My Top 5 items for a successful CRM Implementation

Over the last 11 years, I have deployed over 20 large Dynamics CRM implementations around the world. There has been a learning curve in every CRM implementation – it could be in the area of technology, business or strategy.

A successful CRM engagement can provide the organization with the potential for
• increased revenue growth,
• increased market segment share,
• increased margins through lower attraction and retention costs,
• greater customer loyalty and satisfaction, and
• improved business productivity through more streamlined and efficient workflows

Without the executive directive and alignment, constant communication and process coordination among complimentary initiatives and functions throughout the enterprise, organizations are more likely to end up with a failed CRM implementation.
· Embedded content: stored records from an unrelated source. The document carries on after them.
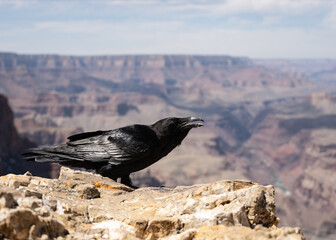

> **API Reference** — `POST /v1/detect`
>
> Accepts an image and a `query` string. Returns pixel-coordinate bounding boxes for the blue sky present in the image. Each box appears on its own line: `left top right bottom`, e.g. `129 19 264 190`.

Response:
0 0 335 58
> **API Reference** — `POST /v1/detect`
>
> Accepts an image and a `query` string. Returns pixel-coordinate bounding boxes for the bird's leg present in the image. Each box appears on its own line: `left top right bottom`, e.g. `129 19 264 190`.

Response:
120 175 138 189
97 169 118 183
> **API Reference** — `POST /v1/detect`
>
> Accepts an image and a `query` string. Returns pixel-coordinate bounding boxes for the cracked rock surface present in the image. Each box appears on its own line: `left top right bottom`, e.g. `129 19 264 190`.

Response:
0 167 305 239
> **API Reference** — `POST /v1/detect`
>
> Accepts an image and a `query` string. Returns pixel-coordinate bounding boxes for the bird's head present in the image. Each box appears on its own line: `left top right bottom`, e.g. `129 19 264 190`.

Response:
152 117 204 143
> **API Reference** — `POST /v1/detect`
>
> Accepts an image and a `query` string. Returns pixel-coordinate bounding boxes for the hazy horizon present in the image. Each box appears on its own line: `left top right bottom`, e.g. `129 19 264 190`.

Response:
1 0 336 58
2 51 336 61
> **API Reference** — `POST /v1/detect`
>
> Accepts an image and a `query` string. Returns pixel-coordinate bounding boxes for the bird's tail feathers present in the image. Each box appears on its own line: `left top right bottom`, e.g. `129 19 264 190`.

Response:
22 145 82 163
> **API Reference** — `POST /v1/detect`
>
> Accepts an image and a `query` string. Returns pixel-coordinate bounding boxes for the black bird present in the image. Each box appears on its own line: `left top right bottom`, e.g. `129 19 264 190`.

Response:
22 117 204 188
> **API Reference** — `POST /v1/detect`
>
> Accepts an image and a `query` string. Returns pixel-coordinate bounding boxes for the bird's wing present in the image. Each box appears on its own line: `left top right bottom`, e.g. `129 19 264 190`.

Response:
67 128 153 165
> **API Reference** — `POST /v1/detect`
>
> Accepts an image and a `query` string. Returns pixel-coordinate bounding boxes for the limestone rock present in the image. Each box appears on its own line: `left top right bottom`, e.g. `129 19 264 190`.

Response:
0 208 68 240
0 167 305 239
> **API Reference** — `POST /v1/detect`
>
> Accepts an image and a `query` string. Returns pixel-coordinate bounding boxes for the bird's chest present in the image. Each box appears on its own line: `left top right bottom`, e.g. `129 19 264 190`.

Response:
155 138 183 160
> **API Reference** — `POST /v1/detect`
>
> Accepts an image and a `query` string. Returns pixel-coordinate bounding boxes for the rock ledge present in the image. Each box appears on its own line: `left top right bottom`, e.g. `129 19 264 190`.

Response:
0 167 305 239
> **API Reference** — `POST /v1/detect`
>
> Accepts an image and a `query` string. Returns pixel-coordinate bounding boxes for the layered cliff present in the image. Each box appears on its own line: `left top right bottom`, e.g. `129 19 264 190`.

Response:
0 53 252 70
0 167 305 240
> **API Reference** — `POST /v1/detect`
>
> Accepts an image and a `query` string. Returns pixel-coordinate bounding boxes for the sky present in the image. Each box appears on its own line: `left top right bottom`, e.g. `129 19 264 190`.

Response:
0 0 336 58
Here’s my top 5 items that I would include in my technology roadmap to organizations which would minimize the risk of a failed CRM implementation.

(1) Create a Blueprint – Develop a “CRM Blueprint” that supports the long-term business objectives and ties in existing, related quick hits. This roadmap is the compass that steers your CRM initiatives as you incrementally build the vision over time.

(2) Keep-it-Small-and-Simple – Define and prioritize initiatives and carve out meaningful “Phases” to deliver the highest value in the shortest amount of time. This builds ongoing support and momentum in the organization.

(3) Create Quick Wins – Develop and execute the Roadmap with milestones, grouped into phases of approximately 3 months. This approach allows you to incrementally build toward the vision, while providing interim benefits to the business along the way.

(4) Monitor and Measure Success – Develop a value scorecard to monitor and measure the return on investment for every phase.

(5) Plan for End-User Adoption – Training should not be underestimated. A Structured training will not suffice on its own. Use expert, 1: N, 1:1 “bite size” training chunks. A strategy has to be put a strategy in place for incremental launch and content conversion. A plan to measure adoption, for both executive sponsorship and feedback, has to be in place.

The above items is a large foot forward to help organizations and its people realize their potential, about being more than they currently are.